Don’t Compare Your Imagined Accomplishments With the Real Achievements of Others.

My friend and I have an old bad habit. There are several abandoned creative projects between us, and when we watch a new TV show, movie or book that resembles one of these projects, we end up comparing them. We point out all the shortcomings of the actually finished work on our unsullied ideas that were never implemented.

My professor friend, meeting with one of her students, realized that he was frying her. This student is planning on going to graduate school at Princeton, and he hinted that she may not be educated enough to teach him. Aka Ivy League stuff, after all! In fact, he hasn’t been accepted into the Ivy League yet, but he’s already worried that some professor with a mediocre pedigree might ruin his future success. (A friend of mine carefully told him where she got her doctorate, and he calmed down.)

Jenny Offill writes about a young man who joins a group of people ten years older in her novel, The Division of Assumptions . He is “alert to any sign of compromise or deadlock within us.” When he leaves, one of the adults says: “You are not allowed to compare your imaginary achievements with our real ones.”

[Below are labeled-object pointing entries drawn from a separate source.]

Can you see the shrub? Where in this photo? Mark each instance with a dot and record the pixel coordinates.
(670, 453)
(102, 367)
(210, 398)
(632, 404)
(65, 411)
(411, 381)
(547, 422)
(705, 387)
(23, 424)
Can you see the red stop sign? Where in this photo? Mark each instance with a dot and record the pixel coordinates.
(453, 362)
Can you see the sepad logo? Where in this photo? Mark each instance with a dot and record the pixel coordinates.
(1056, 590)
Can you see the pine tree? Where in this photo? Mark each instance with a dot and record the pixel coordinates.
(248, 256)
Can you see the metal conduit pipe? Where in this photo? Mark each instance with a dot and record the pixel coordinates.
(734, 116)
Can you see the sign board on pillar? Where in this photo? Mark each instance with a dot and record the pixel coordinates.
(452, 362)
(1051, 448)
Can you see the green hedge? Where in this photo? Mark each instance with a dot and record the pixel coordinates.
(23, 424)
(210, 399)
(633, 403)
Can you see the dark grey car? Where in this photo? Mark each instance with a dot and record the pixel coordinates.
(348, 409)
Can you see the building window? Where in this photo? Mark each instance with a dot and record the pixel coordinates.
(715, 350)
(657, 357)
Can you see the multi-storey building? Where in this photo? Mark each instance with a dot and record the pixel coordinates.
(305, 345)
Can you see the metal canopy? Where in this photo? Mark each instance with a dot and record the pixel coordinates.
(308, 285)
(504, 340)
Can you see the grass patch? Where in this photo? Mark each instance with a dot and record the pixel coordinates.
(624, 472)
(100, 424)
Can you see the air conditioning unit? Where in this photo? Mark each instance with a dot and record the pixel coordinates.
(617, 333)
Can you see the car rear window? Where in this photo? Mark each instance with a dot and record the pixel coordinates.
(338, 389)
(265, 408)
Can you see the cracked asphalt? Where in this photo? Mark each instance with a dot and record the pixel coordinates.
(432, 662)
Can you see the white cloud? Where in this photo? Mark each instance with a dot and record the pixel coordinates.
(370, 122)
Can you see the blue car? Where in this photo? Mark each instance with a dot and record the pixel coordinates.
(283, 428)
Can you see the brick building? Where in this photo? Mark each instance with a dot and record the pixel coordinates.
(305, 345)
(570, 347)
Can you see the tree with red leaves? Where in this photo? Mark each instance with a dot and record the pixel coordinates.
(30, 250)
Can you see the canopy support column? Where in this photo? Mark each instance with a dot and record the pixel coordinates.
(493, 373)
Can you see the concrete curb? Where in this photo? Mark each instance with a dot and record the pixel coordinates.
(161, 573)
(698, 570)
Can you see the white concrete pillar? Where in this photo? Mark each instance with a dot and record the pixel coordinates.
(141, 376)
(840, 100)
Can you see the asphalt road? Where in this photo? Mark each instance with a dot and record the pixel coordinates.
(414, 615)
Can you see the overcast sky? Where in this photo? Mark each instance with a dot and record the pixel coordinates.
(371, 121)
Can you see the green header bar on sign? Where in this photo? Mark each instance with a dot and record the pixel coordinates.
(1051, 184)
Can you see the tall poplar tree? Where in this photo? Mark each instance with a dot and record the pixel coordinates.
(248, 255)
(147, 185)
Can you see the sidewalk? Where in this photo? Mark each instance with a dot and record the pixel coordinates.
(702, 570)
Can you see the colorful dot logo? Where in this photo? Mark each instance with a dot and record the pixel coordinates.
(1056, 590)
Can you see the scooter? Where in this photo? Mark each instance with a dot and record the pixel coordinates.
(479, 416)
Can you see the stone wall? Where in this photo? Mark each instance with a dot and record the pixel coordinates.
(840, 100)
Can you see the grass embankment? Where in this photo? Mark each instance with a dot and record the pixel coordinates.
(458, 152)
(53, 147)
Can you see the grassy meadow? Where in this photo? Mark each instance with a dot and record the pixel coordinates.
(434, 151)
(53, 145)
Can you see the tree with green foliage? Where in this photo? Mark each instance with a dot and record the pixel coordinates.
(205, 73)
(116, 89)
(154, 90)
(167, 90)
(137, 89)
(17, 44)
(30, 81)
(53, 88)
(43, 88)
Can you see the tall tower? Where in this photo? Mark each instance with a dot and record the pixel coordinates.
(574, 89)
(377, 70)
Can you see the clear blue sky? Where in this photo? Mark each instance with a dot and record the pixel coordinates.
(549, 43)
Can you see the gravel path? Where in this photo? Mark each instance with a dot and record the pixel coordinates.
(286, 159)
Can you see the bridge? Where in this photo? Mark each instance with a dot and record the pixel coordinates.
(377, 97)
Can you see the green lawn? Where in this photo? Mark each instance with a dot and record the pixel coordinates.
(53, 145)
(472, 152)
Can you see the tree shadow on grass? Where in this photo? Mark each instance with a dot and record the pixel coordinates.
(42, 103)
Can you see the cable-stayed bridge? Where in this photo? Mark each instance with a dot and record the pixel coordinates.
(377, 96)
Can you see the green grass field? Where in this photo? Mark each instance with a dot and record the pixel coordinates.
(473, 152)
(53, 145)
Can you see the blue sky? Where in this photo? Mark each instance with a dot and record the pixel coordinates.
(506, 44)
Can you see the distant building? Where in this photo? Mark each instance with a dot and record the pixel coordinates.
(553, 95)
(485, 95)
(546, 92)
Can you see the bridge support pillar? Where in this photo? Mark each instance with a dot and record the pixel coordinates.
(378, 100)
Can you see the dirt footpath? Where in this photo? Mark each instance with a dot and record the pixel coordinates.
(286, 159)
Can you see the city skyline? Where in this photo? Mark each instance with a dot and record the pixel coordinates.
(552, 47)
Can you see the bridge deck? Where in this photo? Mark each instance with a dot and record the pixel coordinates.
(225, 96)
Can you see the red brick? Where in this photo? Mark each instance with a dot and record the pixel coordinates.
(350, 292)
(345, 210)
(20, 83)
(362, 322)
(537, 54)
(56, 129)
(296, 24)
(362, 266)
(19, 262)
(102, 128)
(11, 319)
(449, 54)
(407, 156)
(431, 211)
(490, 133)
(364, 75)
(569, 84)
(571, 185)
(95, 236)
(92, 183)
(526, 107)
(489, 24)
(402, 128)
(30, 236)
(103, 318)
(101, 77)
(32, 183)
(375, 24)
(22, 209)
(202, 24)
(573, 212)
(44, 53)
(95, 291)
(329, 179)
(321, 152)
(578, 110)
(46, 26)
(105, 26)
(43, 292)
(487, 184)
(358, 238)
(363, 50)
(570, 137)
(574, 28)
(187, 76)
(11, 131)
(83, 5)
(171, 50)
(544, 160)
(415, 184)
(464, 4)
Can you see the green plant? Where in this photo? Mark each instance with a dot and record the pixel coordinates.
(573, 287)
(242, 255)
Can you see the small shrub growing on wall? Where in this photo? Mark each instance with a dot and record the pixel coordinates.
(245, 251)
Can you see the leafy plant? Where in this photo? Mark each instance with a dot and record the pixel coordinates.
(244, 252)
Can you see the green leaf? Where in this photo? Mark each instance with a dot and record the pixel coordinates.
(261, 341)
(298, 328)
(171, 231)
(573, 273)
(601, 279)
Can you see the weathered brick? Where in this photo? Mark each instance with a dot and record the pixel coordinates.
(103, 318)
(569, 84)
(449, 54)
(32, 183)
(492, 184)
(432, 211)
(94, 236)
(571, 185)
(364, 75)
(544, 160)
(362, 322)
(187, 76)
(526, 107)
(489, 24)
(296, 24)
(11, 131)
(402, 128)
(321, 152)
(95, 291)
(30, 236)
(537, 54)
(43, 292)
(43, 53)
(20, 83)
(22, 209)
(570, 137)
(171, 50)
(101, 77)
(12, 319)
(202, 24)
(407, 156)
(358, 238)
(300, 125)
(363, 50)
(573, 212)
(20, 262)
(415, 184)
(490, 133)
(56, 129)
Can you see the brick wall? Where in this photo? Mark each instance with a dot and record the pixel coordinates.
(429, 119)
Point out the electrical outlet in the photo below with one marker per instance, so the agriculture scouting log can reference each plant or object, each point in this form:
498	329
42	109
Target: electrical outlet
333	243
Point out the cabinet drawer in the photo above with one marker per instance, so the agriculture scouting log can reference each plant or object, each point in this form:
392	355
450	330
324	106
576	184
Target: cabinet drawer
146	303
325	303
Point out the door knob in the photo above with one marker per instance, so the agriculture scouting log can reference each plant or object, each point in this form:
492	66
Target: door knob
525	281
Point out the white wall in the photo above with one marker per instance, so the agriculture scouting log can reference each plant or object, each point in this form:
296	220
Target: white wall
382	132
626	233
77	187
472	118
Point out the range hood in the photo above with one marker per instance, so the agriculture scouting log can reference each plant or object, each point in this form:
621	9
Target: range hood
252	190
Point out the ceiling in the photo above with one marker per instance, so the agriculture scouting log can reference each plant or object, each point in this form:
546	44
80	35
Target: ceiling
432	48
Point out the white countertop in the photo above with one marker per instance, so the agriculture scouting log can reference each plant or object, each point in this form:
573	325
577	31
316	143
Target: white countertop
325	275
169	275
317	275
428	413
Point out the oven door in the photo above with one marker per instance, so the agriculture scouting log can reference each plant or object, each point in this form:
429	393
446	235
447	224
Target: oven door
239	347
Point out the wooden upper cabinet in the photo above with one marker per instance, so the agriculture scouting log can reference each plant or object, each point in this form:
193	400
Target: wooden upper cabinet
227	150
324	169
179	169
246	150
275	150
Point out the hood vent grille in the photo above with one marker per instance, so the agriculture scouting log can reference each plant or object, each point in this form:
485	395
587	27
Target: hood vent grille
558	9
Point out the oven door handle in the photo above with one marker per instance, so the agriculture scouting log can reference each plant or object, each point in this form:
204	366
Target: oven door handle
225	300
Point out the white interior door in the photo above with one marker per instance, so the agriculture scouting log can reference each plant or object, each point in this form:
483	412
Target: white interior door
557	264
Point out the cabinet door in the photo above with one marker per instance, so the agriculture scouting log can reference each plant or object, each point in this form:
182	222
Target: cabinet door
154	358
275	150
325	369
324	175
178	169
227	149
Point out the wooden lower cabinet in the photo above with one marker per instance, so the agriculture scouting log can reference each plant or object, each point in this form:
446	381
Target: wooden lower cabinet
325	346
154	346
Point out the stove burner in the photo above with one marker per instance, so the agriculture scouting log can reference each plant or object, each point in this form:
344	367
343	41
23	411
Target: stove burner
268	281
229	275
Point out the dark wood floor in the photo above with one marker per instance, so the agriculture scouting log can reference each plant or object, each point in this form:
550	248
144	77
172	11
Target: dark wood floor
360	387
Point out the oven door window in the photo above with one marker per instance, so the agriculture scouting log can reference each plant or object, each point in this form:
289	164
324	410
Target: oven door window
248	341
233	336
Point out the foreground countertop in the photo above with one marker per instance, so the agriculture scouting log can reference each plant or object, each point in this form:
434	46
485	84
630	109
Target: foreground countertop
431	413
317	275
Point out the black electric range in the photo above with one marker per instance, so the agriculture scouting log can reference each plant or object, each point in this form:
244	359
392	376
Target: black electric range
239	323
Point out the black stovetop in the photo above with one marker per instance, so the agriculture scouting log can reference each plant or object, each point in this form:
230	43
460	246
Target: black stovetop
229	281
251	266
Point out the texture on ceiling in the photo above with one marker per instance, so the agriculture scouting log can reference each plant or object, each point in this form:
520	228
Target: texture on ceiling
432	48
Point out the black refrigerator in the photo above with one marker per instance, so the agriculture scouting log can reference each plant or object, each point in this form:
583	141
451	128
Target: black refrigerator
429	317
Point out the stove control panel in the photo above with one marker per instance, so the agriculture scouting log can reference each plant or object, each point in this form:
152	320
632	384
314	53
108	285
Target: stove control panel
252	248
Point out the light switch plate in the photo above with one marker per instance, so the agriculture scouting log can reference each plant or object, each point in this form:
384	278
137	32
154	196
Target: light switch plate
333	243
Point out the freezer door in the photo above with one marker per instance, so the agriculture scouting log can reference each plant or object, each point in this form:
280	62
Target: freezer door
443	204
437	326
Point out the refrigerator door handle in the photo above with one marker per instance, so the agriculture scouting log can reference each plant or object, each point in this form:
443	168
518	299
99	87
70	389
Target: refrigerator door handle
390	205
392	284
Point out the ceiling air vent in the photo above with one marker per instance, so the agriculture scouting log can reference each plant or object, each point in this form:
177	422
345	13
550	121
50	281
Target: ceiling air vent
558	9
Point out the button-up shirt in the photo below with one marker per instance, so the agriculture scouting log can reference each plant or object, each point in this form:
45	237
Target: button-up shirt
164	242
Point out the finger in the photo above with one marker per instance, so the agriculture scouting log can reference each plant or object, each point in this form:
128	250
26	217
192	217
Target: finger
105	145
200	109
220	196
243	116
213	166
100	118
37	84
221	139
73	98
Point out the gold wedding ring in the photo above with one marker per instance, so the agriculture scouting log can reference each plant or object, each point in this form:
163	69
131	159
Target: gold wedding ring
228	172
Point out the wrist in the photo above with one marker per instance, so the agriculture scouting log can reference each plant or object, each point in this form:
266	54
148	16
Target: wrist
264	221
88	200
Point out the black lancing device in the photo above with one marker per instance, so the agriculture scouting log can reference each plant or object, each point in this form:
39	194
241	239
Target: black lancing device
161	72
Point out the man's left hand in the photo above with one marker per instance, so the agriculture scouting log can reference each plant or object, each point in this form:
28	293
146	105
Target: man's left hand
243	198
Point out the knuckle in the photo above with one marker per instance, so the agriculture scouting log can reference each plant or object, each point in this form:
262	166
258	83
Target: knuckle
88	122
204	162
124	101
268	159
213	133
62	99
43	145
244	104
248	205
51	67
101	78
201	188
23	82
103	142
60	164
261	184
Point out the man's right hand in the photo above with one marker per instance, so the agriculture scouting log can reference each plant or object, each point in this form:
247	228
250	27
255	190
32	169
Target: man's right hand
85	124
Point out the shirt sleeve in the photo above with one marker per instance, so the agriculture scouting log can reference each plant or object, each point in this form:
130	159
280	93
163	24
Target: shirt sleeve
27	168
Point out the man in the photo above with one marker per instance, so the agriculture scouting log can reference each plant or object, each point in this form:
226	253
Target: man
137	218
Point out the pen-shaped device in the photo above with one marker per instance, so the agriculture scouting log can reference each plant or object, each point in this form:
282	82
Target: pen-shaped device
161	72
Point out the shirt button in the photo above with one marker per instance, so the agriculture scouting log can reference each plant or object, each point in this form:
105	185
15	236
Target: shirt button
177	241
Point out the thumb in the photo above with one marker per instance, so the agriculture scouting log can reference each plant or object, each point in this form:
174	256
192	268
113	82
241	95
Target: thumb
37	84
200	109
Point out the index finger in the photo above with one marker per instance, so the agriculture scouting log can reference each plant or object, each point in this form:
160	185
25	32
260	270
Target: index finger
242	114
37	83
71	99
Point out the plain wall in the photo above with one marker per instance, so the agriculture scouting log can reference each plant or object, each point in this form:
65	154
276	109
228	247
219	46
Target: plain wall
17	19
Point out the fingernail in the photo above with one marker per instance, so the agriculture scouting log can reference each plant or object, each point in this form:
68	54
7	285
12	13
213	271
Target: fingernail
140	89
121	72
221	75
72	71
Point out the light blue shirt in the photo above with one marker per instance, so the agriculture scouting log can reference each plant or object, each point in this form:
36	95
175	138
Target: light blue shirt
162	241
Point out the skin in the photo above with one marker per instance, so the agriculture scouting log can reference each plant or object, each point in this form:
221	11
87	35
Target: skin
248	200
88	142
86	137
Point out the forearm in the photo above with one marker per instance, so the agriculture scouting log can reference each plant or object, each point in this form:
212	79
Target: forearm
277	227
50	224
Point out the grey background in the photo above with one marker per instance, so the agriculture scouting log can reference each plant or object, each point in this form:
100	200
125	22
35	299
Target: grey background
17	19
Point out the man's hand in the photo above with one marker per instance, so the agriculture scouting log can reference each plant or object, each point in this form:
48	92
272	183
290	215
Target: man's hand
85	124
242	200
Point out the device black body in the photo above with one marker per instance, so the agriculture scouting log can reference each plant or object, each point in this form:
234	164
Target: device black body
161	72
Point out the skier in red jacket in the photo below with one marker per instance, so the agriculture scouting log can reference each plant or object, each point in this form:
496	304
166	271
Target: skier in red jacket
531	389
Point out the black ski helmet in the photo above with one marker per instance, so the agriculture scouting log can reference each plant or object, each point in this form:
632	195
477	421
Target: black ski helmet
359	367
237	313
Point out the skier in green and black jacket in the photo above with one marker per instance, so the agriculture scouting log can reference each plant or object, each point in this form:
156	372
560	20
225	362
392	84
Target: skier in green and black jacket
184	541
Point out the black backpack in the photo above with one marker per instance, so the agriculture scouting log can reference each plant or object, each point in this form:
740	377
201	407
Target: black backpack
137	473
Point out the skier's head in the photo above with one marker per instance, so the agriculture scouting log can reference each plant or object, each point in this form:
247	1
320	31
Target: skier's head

Be careful not to think of your hopes and dreams as accomplishments. Deep down, you know that you will not be able to do everything in life that you hope for. But it’s hard to stop placing your hopes for the future on self-worth rather than on what you are actually doing. Especially when you are young, it is tempting to think that, despite all the evidence, you will be the only person who will accomplish everything you set out to do in life. This is one of the more insidious effects of a crowded to-do list or unrealistic goals that can make you look pretentious and silly.

Compare dreams to dreams, accomplishments to accomplishments. In general, spend less time comparing yourself to others. Because you never have the same view of someone else’s life as you do yours. This is such a basic mistake that it is called a fundamental attribution error . The good news is that it works both ways, and if you stop comparing your inner consciousness to the outer world of other people, you will probably be much happier. Drop your pretensions to your imaginary accomplishments – but drop your secret fears and worries as well.